Sean Maddison

Omnichannel & AI-enabled evolution

Building an all-channel, intelligent and personalised conversational foundation for one of the UK's largest electricity and gas energy suppliers. Making sure customers can easily manage their account and get answers to common questions, freeing up human agents to spend time on those with tricky problems or who need extra support.

Project overview

Background

A large retail energy supplier, taking over 200,000 voice calls and 60,000 chats every week—along with a significant presence on social media. There is some traditional IVR functionality, with no automation in any other contact channels. They also have some native website and mobile app self-service capabilities, but extending & adding to these is often costly and takes a very long time to delivery.

Problem

Firstly: we wanted to grow our digital contact channels but had no intelligence or automation capabilities to offer, with all contacts going straight into a queue for a human agent.

Also, we had identified over 60 use cases for new bots to handle core customer transactions. Using traditional IVR and DTMF menus, there was no way to practically deliver more than a handful of services without creating unwieldy menus that would cause customer frustration.

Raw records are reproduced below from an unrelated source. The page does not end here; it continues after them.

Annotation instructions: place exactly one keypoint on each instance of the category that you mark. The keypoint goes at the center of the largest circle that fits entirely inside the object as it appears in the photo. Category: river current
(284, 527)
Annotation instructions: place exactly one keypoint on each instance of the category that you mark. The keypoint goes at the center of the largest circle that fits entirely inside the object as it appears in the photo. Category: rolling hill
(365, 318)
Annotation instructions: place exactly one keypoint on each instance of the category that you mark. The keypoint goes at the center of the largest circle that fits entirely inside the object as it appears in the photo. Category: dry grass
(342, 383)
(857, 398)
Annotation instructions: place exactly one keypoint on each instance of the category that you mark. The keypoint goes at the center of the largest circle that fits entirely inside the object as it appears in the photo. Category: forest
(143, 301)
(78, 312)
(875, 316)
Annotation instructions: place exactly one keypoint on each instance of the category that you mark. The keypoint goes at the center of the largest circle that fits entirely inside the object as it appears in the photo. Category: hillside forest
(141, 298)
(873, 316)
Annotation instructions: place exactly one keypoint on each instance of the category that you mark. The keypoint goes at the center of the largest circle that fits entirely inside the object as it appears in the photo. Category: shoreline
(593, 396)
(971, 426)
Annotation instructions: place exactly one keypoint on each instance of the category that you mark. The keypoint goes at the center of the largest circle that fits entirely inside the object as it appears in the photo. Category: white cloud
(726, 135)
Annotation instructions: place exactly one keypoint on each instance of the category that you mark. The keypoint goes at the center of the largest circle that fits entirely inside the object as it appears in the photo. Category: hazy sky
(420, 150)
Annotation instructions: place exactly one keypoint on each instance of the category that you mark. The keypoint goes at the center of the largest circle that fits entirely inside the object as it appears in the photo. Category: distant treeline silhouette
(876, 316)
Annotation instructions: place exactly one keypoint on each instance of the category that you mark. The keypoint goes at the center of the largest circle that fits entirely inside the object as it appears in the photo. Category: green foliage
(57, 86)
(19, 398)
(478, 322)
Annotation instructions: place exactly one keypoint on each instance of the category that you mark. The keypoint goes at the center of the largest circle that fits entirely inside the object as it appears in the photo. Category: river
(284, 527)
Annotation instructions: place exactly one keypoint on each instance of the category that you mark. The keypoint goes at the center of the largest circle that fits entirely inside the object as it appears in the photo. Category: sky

Finally, as a very large organisation many customer contacts ended up with the wrong agent and had to be transferred—wasting both the agent & customer's time.

Solution

We ran a rapid, agile infrastructure project to give us the ability to route digital contacts through our automation layer (Genesys Intelligent Automation), and to make Natural Language Understanding (NLU via Google Dialogflow) available across all of our channels.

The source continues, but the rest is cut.